Pelo menos 7.002 pessoas morreram durante a repressão aos protestos antigovernamentais ocorridos em janeiro no Irã, segundo levantamento divulgado pela Agência de Notícias de Ativistas de Direitos Humanos, HRANA, citada pela Associated Press. A organização afirma que milhares de outras pessoas seguem desaparecidas.
Com sede nos Estados Unidos, a HRANA mantém uma rede de colaboradores dentro do Irã para verificar informações sobre mortes e prisões. A Associated Press ressalta, no entanto, que não conseguiu confirmar os dados de forma independente, já que as autoridades iranianas restringiram o acesso à internet e às chamadas internacionais.
De acordo com a entidade, o número de vítimas vem sendo atualizado gradualmente à medida que novas informações são cruzadas, apesar das dificuldades de comunicação com o interior do país.
Em 21 de janeiro, o governo iraniano reconheceu 3.117 mortes durante os protestos, a maioria de manifestantes. Organizações de direitos humanos contestam esse balanço e afirmam ter dados que indicam um número significativamente maior de vítimas, além de dezenas de milhares de detenções.
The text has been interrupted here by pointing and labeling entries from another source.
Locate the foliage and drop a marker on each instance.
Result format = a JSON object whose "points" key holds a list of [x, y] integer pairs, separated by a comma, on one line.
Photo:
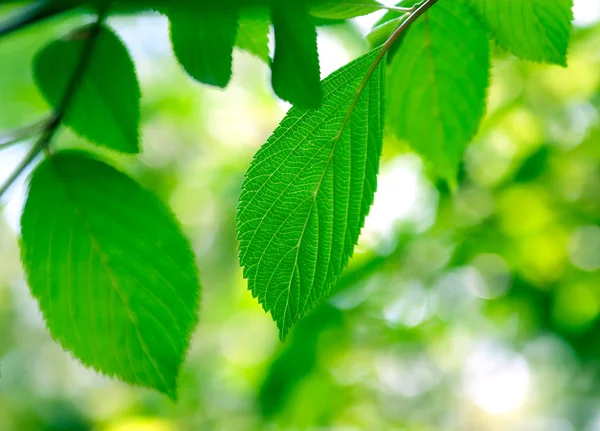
{"points": [[306, 193]]}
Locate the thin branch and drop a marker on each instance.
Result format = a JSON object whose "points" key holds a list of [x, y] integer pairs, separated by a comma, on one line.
{"points": [[32, 14], [378, 6], [52, 126], [419, 10], [15, 136]]}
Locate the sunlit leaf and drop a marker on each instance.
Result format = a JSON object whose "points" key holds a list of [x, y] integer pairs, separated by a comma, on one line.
{"points": [[113, 275], [203, 43], [295, 68], [106, 105], [535, 30], [307, 193], [437, 84]]}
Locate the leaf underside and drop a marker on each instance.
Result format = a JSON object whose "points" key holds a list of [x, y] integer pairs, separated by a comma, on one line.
{"points": [[437, 84], [307, 193], [536, 30], [114, 277], [106, 105], [203, 43], [295, 69]]}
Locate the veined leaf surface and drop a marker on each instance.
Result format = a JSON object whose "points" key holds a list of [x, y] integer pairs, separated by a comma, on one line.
{"points": [[114, 276]]}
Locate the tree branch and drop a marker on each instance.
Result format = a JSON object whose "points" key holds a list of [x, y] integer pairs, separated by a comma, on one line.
{"points": [[52, 125]]}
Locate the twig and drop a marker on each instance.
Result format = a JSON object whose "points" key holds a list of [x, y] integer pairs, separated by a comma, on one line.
{"points": [[52, 126], [34, 13], [15, 136], [419, 10]]}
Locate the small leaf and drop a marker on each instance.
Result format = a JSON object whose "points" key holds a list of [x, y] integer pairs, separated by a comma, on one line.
{"points": [[253, 35], [437, 84], [203, 43], [344, 9], [106, 105], [295, 68], [536, 30], [113, 275], [307, 193]]}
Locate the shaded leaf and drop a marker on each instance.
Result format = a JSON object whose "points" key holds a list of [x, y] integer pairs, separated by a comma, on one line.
{"points": [[437, 84], [203, 43], [253, 34], [307, 193], [295, 67], [106, 105], [535, 30], [344, 9], [114, 277]]}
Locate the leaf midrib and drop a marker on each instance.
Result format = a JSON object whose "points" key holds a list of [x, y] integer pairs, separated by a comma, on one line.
{"points": [[114, 280]]}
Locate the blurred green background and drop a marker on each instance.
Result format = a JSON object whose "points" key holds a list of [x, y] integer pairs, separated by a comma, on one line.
{"points": [[472, 310]]}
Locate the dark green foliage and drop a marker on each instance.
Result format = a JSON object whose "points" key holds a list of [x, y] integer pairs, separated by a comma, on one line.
{"points": [[203, 43], [106, 103], [114, 275]]}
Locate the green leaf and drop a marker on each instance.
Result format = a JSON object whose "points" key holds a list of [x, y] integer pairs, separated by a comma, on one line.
{"points": [[344, 9], [295, 67], [307, 193], [381, 32], [536, 30], [253, 35], [114, 276], [203, 43], [106, 105], [437, 84]]}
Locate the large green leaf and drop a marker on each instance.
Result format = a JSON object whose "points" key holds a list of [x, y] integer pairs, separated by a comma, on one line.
{"points": [[295, 68], [106, 105], [307, 193], [437, 84], [203, 43], [535, 30], [114, 277]]}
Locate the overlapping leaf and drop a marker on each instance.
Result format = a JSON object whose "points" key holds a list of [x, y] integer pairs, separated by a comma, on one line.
{"points": [[535, 30], [114, 277], [106, 105], [295, 69], [344, 9], [437, 84], [307, 192], [253, 34], [203, 43]]}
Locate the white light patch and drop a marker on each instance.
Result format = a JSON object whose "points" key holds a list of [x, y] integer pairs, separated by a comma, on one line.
{"points": [[586, 12], [403, 194], [497, 381]]}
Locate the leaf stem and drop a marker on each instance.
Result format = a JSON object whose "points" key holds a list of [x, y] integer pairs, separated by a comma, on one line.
{"points": [[15, 136], [51, 126], [378, 6], [32, 14], [419, 9]]}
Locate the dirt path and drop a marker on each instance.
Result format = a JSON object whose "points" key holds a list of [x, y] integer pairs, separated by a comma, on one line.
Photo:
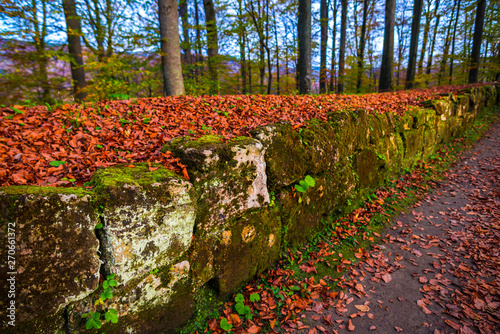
{"points": [[438, 270]]}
Até quarta-feira, a HRANA contabilizava 52.941 pessoas presas em decorrência das manifestações, incluindo integrantes do movimento reformista que apoiaram a campanha presidencial de Masoud Pezeshkian em 2024, mas que posteriormente se afastaram do atual presidente.
A nova onda de protestos teve início em 28 de dezembro, em Teerã, liderada por comerciantes e setores econômicos impactados pela desvalorização do rial e pela alta inflação. As manifestações se espalharam para centenas de cidades em todo o país.
Inicialmente, as autoridades demonstraram certa tolerância em relação aos atos, mas posteriormente intensificaram a repressão. Manifestantes passaram a ser classificados pelo governo como terroristas com suposta ligação aos Estados Unidos e a Israel.
Em meio à escalada de tensão, o presidente dos Estados Unidos, Donald Trump, ameaçou realizar ataques contra o Irã e enviou uma frota naval para a região. Posteriormente, passou a exigir um acordo sobre o programa nuclear iraniano. O governo de Teerã aceitou retomar o diálogo com Washington, e um primeiro encontro entre representantes dos dois países ocorreu na última sexta-feira, em Omã.